PPP dan PAN Kota Bekasi Terancam Gagal Ikut Pileg?

  • Redaksi
  • 23 September 2018
  • 523
  • Bagikan:
PPP dan PAN Kota Bekasi Terancam Gagal Ikut Pileg? Kantor KPU Kota Bekasi, Jalan Ir Juanda, Bekasi Timur

Kabartiga.com, Bekasi – Ditutupnya Laporan Awal Dana Kampanye (LADK) Peserta Pemilu pada pukul 18.00 WIB, oleh KPU Kota Bekasi, menandakan selesainya penerimaan laporan keuangan dari masing-masing Partai Politik di Kota Bekasi.


Komisioner KPU Kota Bekasi, Yayah Nahdiyah mengatakan, dari 16 partai politik peserta pemilu di Kota Bekasi, yang telah melaporkan sesuai jadwal ada 14 partai.


“PBB, PKS, PSI, NasDem, Golkar, Perindo, PDIP, Demokrat, Gerindra, PKS, Hanura, PKPI, Garuda, Berkarya, yang telah melaporkan sesuai jadwal, hingga batas waktu pada pukul 18.00 WIB,” ujar Yayah di KPU Kota Bekasi, Minggu (23/9/2018).
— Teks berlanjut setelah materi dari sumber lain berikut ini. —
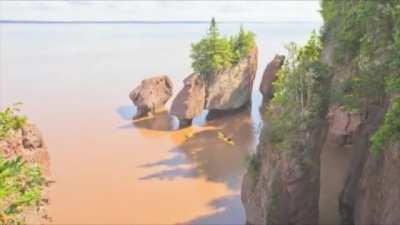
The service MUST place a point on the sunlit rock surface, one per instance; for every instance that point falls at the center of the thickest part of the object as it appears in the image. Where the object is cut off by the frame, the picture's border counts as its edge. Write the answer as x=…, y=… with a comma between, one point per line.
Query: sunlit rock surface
x=151, y=95
x=270, y=75
x=190, y=101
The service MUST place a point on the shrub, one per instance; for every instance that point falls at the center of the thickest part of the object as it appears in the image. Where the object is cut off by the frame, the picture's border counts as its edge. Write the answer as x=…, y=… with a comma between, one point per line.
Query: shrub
x=10, y=121
x=367, y=35
x=301, y=93
x=214, y=52
x=21, y=187
x=253, y=165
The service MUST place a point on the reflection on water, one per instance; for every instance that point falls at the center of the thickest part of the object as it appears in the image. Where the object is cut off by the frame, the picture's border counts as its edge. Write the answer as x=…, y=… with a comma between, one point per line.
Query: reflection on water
x=208, y=155
x=200, y=153
x=108, y=169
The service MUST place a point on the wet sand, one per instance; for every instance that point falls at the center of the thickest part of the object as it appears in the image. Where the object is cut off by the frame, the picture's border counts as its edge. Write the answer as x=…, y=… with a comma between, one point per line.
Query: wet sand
x=74, y=82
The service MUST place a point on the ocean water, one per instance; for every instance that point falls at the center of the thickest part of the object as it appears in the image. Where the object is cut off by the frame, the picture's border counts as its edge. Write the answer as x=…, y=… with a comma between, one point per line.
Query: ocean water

Adapun dua partai lainnya adalah Partai Persatuan Pembangunan (PPP) dan Partai Amanat Nasional (PAN) Kota Bekasi, yang melewati batas waktu penyerahan berkas LADK Partai ke KPU Kota Bekasi. Meskipun terlambat, KPU tetap akan menerima berkas dari dua parpol tersebut. Namun parpol akan dikenakan sanksi, sebagaimana Undang-Undang Nomor 7 Tahun 2018 tentang Pemilu.


Keterlambatan itu, menurut Yayah, bisa membatalkan parpol menjadi peserta pemilu. Namun pembatalan itu hanya berlaku di wilayah yang dilaporkan, tidak berlaku di Provinsi atau DPR RI.


“Hanya di wilayah yang dilaporkan LADK saja. Misal, laporan awal dana kampanye partai A di Provinsi menyerahkan dan di kota bekasi tidak, maka hanya di kota bekasi yang tidak diikutkan sebagai peserta,” pungkasnya.


Dalam pantauan Kabartiga.com di KPU Kota Bekasi, Partai Amanat Nasional (PAN) baru menyerahkan palaporan LADK pada pukul 18.10 WIB. Sementara, Partai Persatuan Pembangunan (PPP) mendatangi KPU Kota Bekasi pada pukul 18.30 WIB.


Sementara Komisioner Bawaslu Kota Bekasi, Ali Mahyail, meminta KPU Kota Bekasi bertindak tegas dalam proses pelaporan LADK dari Partai Politik Peserta Pemilu.


“KPUD harus tegas dan berani. Mereka yang membuat aturan tersebut,” tegasnya.


Bawaslu Kota Bekasi akan melaporkan hal ini ke Dewan Kehormatan Penyelenggara Pemilu RI (DKPP), jika KPU Kota Bekasi tidak menegakan aturan tersebut dengan benar.


“Kita bisa laporkan ke DKPP. Mereka sedang berkoordinasi dengan KPU Jabar terkait masalah ini. Kita lihat prosesnya besok seperti apa,” tandasnya.


Sebelumnya, Komisoner KPU RI, Hasyim Asyari mengatakan, partai politik peserta pemilu dan capres-cawapres dijadwalkan menyerahkan Laporan Awal Dana Kampanye (LADK) hari ini. Parpol yang tidak menyerahkan LADK akan dikenakan sanksi pembatalan calon. 


"UU Nomor 7 Tahun 2017, tentang pemilu menentukan bahwa kalau ada peserta pemilu yang terlambat menyerahkan laporan awal dana kampanye pada hari ini atau tidak menyerahkan sama sekali, maka dikenakan sanksi berupa pembatalan sebagai peserta pemilu di wilayahnya," seperti dikutip dari detik.com, kata Komisioner KPU, Hasyim Asyari, di kantor KPU, Jl Imam Bonjol, Jakarta Pusat, Minggu (23/9/2018).